I am now going to risk compounding the error of working outside my area of expertise. In a recent blogpost, I talked about the revelation that TEPCO engineers were concerned about a GE decision on the placement of the diesel generators at Fukushima, but that nothing was apparently done about their concern. I attributed this to a social tendency no to want to make waves. I can't tell whether the engineers are to be "blamed" for not raising the issue, or whether the issue was raised, but TEPCO management is to be "blamed" for not challenging GE. Whatever the case, I noted that the behavior fits with the fact that I have learned that children in Japan are taught that "the nail that sticks up gets hammered down."
This started me thinking about whether there are other character traits that may influence safety at nuclear facilities, and I recalled the several instances of coverups that have been revealed over the years at different nuclear facilities. The most well known may be the Monju coverup, but there have been others, including one at Fukushima in 2002. Now, no one from any culture really wants to acknowledge a mistake, and in this case, I don't know what Japanese children are taught, but I do recall several experiences when I lived in Japan that make me wonder if there is a different tolerance for error. I do know that I was always taught that we all make mistakes. The point is to learn from them. Maybe Japanese children are taught that. Maybe not.
What I do recall though, is several instances where I felt a Japanese person made an inordinate effort to "hide" an error, or even an apparent error. In one case, I was talking to an administrative person about arranging a trip. She was making notes in pencil as I laid out my plans. Several times, I started to propose one schedule, then changed my mind. It was my mistake, really. Each time, she industriously erased what she'd written and rewrote the corrected information. Finally, I asked what she was going to do with the paper. She was only going to use it to type out the travel authorization form. I was left wondering why she didn't just cross out the incorrect information.
I never got a satisfactory answer, but sometime later, someone left me a note telling me that the meeting room for an upcoming meeting had been changed. The note was written on yellow lined paper, but something had been whited out with a liquid erase product. You could see that a mistake had been made, but you couldn't see any more what the mistake was. Again, I wondered why not just cross it out? Why use this product, wait for it to dry, and rewrite over that.
Shortly after that, I was walking down a Tokyo street and a local gym was handing out a promotional product. Such handouts are a long-standing advertising commercial tradition in Japan, and the handouts include small useful items, such as packets of tissue, pencils, pens, and pads of sticky notes, all carrying the corporate name. In this case, I was handed what looked like a pencil, but when I got it home and looked more closely, it was an eraser encased in a plastic tube that could be pushed up as it was used up. I remember thinking at the time that pens and pencils would be good giveaways in the US, but I doubted that anyone would use an eraser. At that point, I jokingly started saying that the Japanese were an "eraser society."
(As an aside, one Japanese person to whom I'd made that statement retorted that their erasers were much better than ours! He was right. Their erasers never smeared the pencil lead. Which probably only reinforced my point.)
Now, perhaps I am blowing a few small observations out of proportion.
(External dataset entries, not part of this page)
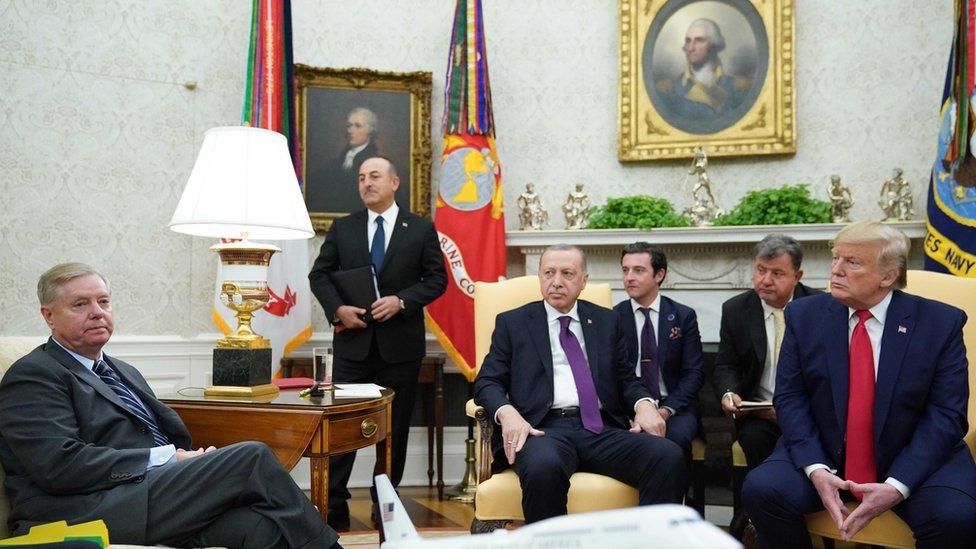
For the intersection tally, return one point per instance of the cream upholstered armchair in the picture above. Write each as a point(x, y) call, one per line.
point(888, 530)
point(498, 500)
point(11, 350)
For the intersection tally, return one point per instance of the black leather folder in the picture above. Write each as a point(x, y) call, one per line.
point(357, 287)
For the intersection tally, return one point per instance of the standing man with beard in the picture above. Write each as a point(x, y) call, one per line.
point(387, 350)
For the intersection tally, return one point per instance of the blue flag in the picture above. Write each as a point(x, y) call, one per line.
point(950, 242)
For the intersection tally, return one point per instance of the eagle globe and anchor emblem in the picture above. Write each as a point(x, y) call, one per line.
point(468, 178)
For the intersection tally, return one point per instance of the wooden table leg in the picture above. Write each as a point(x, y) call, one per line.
point(320, 485)
point(429, 414)
point(384, 460)
point(439, 422)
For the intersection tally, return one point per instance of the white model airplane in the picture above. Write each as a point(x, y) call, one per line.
point(659, 526)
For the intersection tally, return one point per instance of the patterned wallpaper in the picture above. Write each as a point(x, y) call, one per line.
point(98, 133)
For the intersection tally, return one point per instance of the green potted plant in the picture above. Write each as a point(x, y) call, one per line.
point(638, 212)
point(789, 204)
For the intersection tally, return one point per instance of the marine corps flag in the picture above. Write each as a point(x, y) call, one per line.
point(469, 210)
point(269, 102)
point(950, 242)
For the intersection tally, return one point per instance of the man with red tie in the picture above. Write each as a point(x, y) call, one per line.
point(871, 395)
point(558, 382)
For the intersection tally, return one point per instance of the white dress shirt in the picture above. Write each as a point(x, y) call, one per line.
point(654, 313)
point(389, 224)
point(875, 329)
point(159, 455)
point(564, 393)
point(767, 381)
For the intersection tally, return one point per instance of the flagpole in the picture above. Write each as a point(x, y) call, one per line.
point(464, 491)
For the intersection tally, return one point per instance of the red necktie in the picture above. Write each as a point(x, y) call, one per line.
point(859, 465)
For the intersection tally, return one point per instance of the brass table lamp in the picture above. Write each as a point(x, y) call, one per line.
point(243, 186)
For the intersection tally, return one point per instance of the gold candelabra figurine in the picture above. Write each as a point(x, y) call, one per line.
point(532, 214)
point(705, 209)
point(840, 200)
point(577, 208)
point(896, 198)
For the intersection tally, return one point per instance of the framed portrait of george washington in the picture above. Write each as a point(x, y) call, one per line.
point(712, 73)
point(345, 116)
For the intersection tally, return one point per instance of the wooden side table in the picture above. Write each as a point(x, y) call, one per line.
point(293, 427)
point(432, 378)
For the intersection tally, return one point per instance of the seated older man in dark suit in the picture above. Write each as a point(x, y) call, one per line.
point(82, 437)
point(871, 395)
point(558, 382)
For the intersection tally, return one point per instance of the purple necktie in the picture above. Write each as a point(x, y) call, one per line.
point(589, 405)
point(650, 373)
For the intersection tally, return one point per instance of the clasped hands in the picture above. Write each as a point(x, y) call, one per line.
point(382, 310)
point(730, 405)
point(876, 498)
point(182, 454)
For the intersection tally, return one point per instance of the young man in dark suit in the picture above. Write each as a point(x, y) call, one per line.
point(557, 381)
point(82, 437)
point(752, 323)
point(663, 343)
point(872, 392)
point(404, 251)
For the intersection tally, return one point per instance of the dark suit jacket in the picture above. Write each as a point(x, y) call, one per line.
point(921, 392)
point(71, 449)
point(742, 343)
point(679, 349)
point(413, 269)
point(518, 368)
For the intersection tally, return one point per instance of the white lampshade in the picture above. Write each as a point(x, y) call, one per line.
point(243, 183)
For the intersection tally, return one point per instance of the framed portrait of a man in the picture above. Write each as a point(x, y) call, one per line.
point(712, 73)
point(348, 115)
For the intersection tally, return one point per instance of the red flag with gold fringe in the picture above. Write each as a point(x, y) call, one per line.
point(469, 213)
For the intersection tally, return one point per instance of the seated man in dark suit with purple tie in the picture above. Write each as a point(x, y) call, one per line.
point(871, 394)
point(663, 343)
point(558, 382)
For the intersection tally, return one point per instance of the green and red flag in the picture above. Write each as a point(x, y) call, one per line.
point(950, 242)
point(469, 213)
point(269, 102)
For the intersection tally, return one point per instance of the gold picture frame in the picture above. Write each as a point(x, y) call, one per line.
point(392, 111)
point(665, 110)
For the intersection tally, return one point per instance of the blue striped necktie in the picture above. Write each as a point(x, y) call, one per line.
point(379, 245)
point(112, 379)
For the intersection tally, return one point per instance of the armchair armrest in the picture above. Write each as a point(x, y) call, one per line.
point(485, 428)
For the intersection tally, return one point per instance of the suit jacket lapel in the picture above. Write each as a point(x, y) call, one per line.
point(362, 227)
point(665, 321)
point(84, 374)
point(756, 321)
point(592, 338)
point(396, 234)
point(835, 328)
point(898, 329)
point(538, 329)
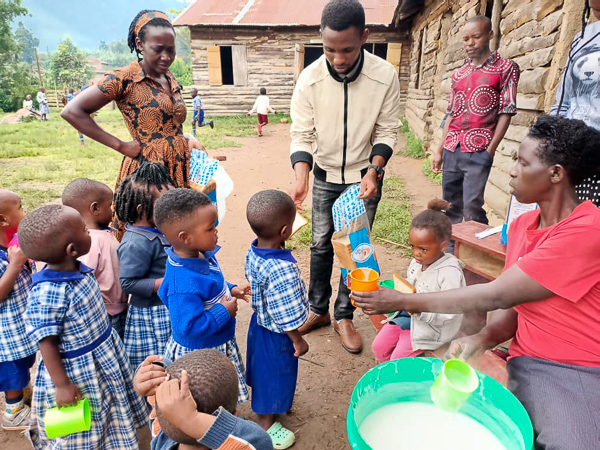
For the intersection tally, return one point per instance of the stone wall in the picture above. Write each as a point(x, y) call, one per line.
point(534, 33)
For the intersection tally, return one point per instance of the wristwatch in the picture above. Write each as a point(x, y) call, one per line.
point(380, 170)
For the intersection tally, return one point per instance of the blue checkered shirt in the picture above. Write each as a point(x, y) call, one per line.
point(68, 305)
point(279, 296)
point(14, 342)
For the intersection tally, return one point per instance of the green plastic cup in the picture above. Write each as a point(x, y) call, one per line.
point(68, 420)
point(410, 380)
point(454, 385)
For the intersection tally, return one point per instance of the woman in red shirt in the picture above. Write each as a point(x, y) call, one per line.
point(548, 298)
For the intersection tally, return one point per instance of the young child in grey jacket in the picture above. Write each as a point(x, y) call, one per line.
point(431, 270)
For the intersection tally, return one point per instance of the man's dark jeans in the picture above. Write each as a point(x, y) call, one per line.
point(321, 250)
point(463, 185)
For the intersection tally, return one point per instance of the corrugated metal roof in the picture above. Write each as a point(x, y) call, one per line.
point(274, 12)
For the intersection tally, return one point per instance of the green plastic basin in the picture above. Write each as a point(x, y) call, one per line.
point(409, 380)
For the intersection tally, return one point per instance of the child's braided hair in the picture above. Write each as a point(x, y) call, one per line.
point(135, 191)
point(435, 219)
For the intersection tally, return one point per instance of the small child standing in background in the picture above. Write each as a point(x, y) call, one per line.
point(82, 356)
point(197, 397)
point(431, 270)
point(198, 116)
point(261, 108)
point(143, 258)
point(17, 350)
point(280, 304)
point(93, 201)
point(202, 305)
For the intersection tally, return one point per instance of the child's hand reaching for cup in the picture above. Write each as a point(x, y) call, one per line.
point(231, 305)
point(149, 376)
point(242, 292)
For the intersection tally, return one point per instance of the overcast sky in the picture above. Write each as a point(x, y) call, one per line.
point(87, 22)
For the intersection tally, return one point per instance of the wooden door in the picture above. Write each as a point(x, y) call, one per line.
point(240, 65)
point(394, 55)
point(215, 76)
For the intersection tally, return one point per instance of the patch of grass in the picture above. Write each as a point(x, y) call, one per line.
point(414, 146)
point(227, 127)
point(393, 218)
point(435, 177)
point(302, 239)
point(38, 159)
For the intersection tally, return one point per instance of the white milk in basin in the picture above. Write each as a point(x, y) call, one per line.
point(423, 426)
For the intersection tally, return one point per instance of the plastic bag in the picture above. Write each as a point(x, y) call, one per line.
point(352, 238)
Perhaps the admin person who erased her notes or the other person who whited out his mistake on a casual note were just a couple of unusually compulsive people. And as I already noted, no one likes to be caught making a mistake, and a lot of individuals will cover up mistakes if they think they can get away from it. I'm sure anyone can find dozens of instances in the US, in Europe, and everywhere else. But these small cases, and the eraser giveaway, and some of the well-publicized cases in the Japanese nuclear industry that went all the way to the top of their organizations, have made me wonder if there isn't something to my observation.
If there is, the response of the Japanese nuclear establishment should be to follow some of the examples outside Japan, where people are trained in the importance of not hiding problems, and there is a concerted effort to foster an environment where people are not punished for admitting errors. And, just as important, the Japanese nuclear establishment needs to see from the examples that the situation outside Japan is far from perfect in this regard. The importance of not covering up mistakes or errors is one that needs continual reinforcement, and maintaining an environment that allows people to come forward about mistakes without fear of retribution is a constant challenge.